Tomorrow I’ll be in Winnetka, Ill. speaking to teachers at New Trier High School on what the Read/Write Web means in terms of classroom teaching. I really love the opportunity to speak about all of this obviously, and tomorrow should be even more fun since Douglas Rushkoff is doing the morning presentation. He’s always been someone whose work I’ve admired, and I’ve actully taught from his books in my Media Literacy class. I always use his “Society of Authorship” quote in my presentations. So it’s another opportunity to learn as well as to teach, and that’s what really fuels my passion for all of this.
I’ve written a lot about why I think teaching is going to have to change in the coming years. And as Alan and David and others say, it’s not so much about the tools it’s about the information we can connect to using the tools. Provided we have access, we’re not the best source of knowledge in our subjects any longer. We’re no longer the only teachers our students can have on any particular subject. We’re not the only audience for our students’ work. We’re no longer limited by the four walls of our classrooms. And we’re moving toward a time when collaboration will be central to our practice. All of this requires that we cede much of the control over learning to our students, that we act more as connectors to relevant information than distributors of it, that we model the effective consumption and creation of content, and that we focus on the basic skills and ideas of our disciplines in the context of a more individualized, inquiry based model that develops passionate, or as Alan calls them “fearless” learners.
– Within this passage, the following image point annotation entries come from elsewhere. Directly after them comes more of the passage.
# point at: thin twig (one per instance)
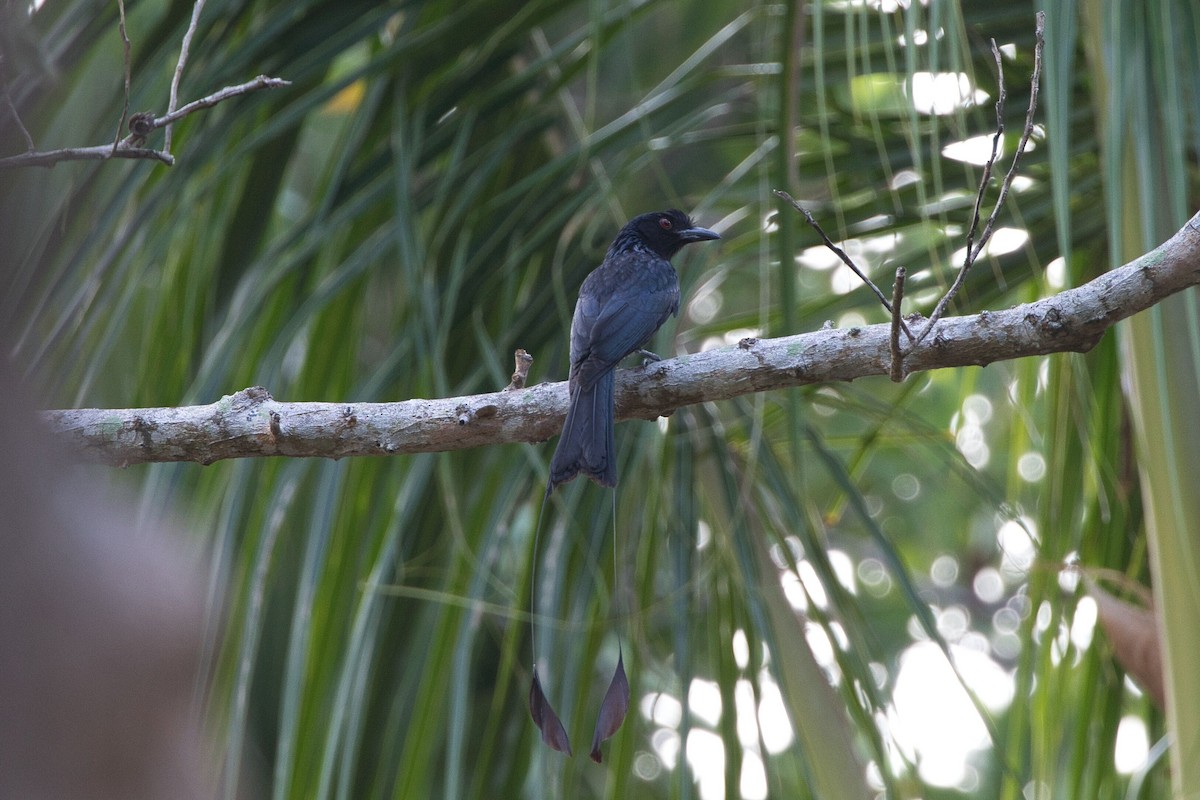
(12, 109)
(1001, 100)
(898, 372)
(126, 146)
(839, 252)
(97, 152)
(976, 248)
(521, 373)
(125, 44)
(179, 68)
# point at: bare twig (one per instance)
(261, 82)
(127, 148)
(898, 372)
(173, 102)
(12, 108)
(975, 248)
(125, 44)
(97, 152)
(839, 252)
(241, 426)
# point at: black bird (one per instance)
(622, 304)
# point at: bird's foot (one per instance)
(648, 358)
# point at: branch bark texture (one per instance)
(251, 423)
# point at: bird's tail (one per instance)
(587, 444)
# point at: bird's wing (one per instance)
(603, 335)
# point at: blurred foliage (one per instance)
(426, 197)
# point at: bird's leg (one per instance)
(647, 356)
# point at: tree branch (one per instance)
(251, 423)
(127, 148)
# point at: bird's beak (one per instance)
(697, 234)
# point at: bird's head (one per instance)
(666, 232)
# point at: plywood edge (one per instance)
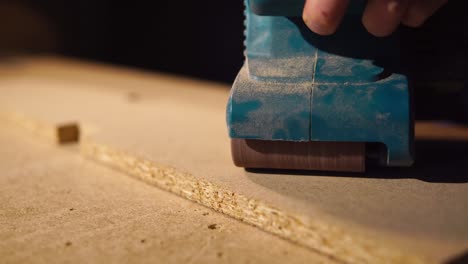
(317, 234)
(60, 133)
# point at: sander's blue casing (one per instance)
(298, 86)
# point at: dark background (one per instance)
(203, 39)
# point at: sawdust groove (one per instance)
(318, 235)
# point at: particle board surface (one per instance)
(170, 132)
(56, 207)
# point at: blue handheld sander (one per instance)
(309, 102)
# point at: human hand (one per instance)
(380, 18)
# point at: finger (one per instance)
(324, 16)
(382, 17)
(420, 10)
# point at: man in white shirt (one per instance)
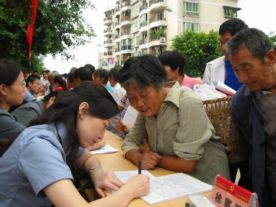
(220, 69)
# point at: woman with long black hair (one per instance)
(34, 171)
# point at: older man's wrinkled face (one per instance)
(256, 74)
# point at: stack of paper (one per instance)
(125, 175)
(104, 150)
(174, 186)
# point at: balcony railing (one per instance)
(107, 41)
(125, 33)
(126, 47)
(142, 41)
(143, 24)
(107, 30)
(125, 18)
(155, 1)
(108, 53)
(143, 6)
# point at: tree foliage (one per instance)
(198, 48)
(59, 26)
(273, 39)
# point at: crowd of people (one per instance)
(49, 123)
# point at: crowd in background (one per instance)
(172, 129)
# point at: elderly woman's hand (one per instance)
(106, 181)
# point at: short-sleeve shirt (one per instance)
(181, 129)
(9, 126)
(35, 160)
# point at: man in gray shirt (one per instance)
(254, 108)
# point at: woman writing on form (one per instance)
(34, 170)
(172, 130)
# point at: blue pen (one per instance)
(139, 167)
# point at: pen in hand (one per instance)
(139, 167)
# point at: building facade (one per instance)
(136, 27)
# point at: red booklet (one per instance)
(227, 194)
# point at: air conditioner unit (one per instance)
(162, 39)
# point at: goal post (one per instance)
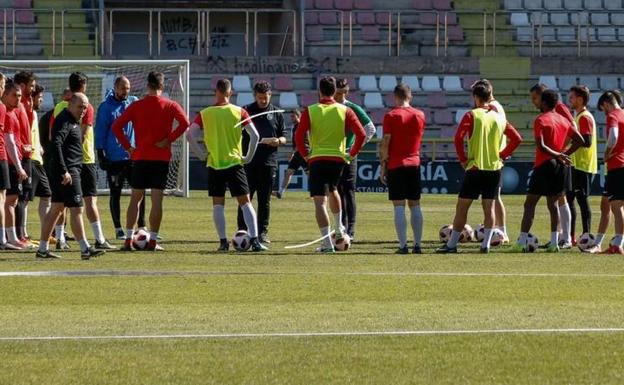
(54, 74)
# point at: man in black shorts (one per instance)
(66, 163)
(483, 128)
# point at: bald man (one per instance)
(65, 169)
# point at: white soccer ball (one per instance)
(241, 241)
(445, 233)
(140, 239)
(343, 245)
(586, 241)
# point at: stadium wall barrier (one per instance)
(436, 177)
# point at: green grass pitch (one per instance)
(367, 289)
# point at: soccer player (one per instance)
(152, 118)
(112, 157)
(66, 162)
(327, 123)
(78, 83)
(565, 216)
(11, 99)
(584, 160)
(27, 82)
(263, 166)
(222, 131)
(483, 129)
(403, 128)
(551, 131)
(614, 156)
(296, 161)
(348, 178)
(40, 184)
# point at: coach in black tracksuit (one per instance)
(261, 170)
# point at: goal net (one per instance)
(54, 75)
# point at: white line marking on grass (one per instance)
(114, 273)
(322, 334)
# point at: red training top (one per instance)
(465, 130)
(351, 122)
(616, 119)
(152, 118)
(406, 127)
(555, 129)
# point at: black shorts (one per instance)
(615, 184)
(5, 179)
(88, 178)
(581, 182)
(40, 183)
(480, 183)
(548, 179)
(15, 185)
(404, 183)
(233, 178)
(297, 161)
(324, 177)
(70, 195)
(148, 174)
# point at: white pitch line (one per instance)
(322, 334)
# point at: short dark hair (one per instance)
(24, 77)
(538, 88)
(581, 91)
(327, 86)
(550, 99)
(77, 80)
(38, 90)
(403, 91)
(156, 80)
(612, 97)
(482, 91)
(262, 87)
(224, 86)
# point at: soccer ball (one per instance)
(445, 233)
(466, 234)
(532, 243)
(241, 241)
(479, 234)
(140, 239)
(343, 244)
(586, 241)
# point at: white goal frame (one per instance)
(186, 69)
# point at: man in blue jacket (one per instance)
(111, 155)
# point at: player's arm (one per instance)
(464, 129)
(514, 140)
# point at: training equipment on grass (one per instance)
(445, 233)
(532, 243)
(466, 234)
(140, 239)
(343, 245)
(586, 241)
(241, 241)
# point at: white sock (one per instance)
(400, 225)
(249, 214)
(97, 231)
(522, 240)
(566, 222)
(218, 217)
(84, 244)
(487, 239)
(59, 233)
(454, 239)
(416, 220)
(11, 235)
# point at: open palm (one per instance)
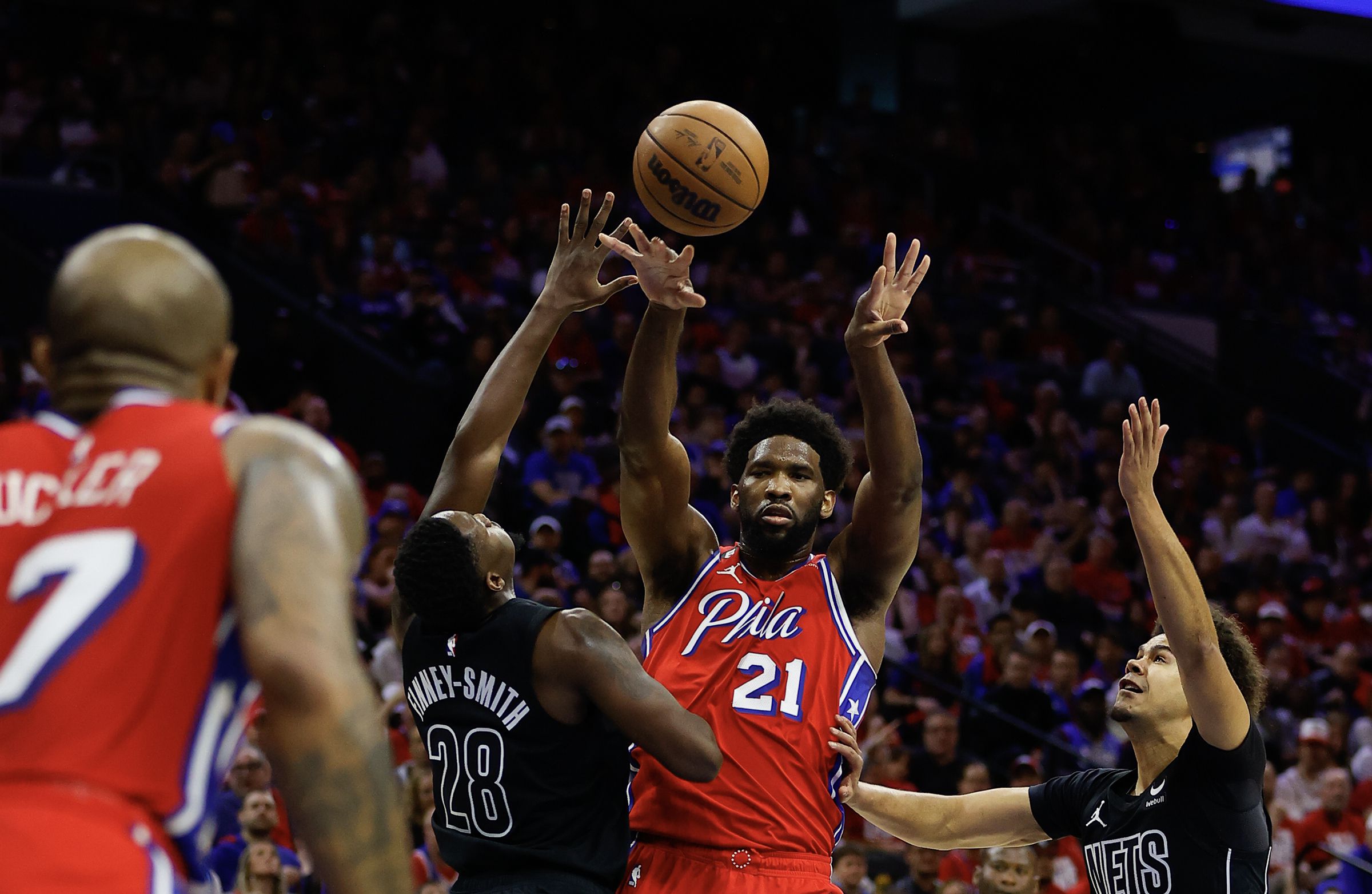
(663, 273)
(880, 309)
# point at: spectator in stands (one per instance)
(1088, 732)
(1101, 580)
(249, 772)
(851, 871)
(559, 474)
(257, 819)
(1263, 533)
(1112, 378)
(1333, 826)
(258, 871)
(939, 765)
(1300, 789)
(1352, 879)
(924, 872)
(1020, 698)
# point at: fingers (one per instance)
(909, 264)
(692, 299)
(605, 248)
(920, 272)
(618, 286)
(580, 227)
(623, 249)
(640, 238)
(601, 216)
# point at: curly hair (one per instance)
(801, 420)
(1239, 657)
(440, 578)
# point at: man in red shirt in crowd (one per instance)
(1333, 826)
(1101, 580)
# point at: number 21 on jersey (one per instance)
(755, 696)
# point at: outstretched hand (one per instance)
(1143, 434)
(574, 276)
(663, 273)
(880, 309)
(845, 744)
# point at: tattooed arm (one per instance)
(298, 533)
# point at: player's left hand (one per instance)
(877, 315)
(574, 276)
(845, 744)
(1143, 434)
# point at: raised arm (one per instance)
(1219, 708)
(670, 539)
(884, 533)
(996, 817)
(297, 539)
(589, 655)
(468, 473)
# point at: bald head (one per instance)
(139, 290)
(138, 307)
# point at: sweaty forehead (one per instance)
(784, 448)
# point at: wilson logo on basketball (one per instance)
(696, 206)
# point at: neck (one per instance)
(1156, 748)
(773, 567)
(83, 388)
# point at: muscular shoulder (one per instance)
(276, 437)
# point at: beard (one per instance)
(772, 542)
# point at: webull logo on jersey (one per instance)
(736, 611)
(1136, 864)
(683, 196)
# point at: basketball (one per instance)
(700, 168)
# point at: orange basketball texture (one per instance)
(700, 168)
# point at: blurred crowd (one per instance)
(382, 173)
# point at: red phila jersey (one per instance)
(769, 665)
(120, 668)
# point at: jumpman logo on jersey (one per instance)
(1095, 817)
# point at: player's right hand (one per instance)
(574, 276)
(663, 273)
(845, 744)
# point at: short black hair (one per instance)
(801, 420)
(440, 577)
(1239, 657)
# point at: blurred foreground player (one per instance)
(127, 655)
(1191, 817)
(525, 708)
(766, 639)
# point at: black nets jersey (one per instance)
(515, 792)
(1199, 828)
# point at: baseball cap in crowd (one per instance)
(1315, 730)
(1273, 611)
(545, 521)
(1090, 686)
(557, 423)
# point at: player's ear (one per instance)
(42, 351)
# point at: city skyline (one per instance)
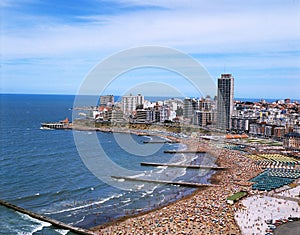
(49, 47)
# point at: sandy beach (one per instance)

Today, David writes eloquently about the barriers to moving to such a teaching model, specifically the high stakes testing requirements that are in place today. And of the fear that teachers express that in a few years, education will just be a matter of “plugging in” and standing aside. That will only happen if we forget that good teaching is much more than delivering curriculum. As David writes:
But teaching children involves adults leading them by the hand into their future, fully aware of the the tools and times that we live in, and availing ourselves of all the opportunities and responsibilities.
In a connected world filled with an overwhelming amount of information and sources, good teaching will be as important as ever to help students make sense of it all and to help them become independent lifelong learners.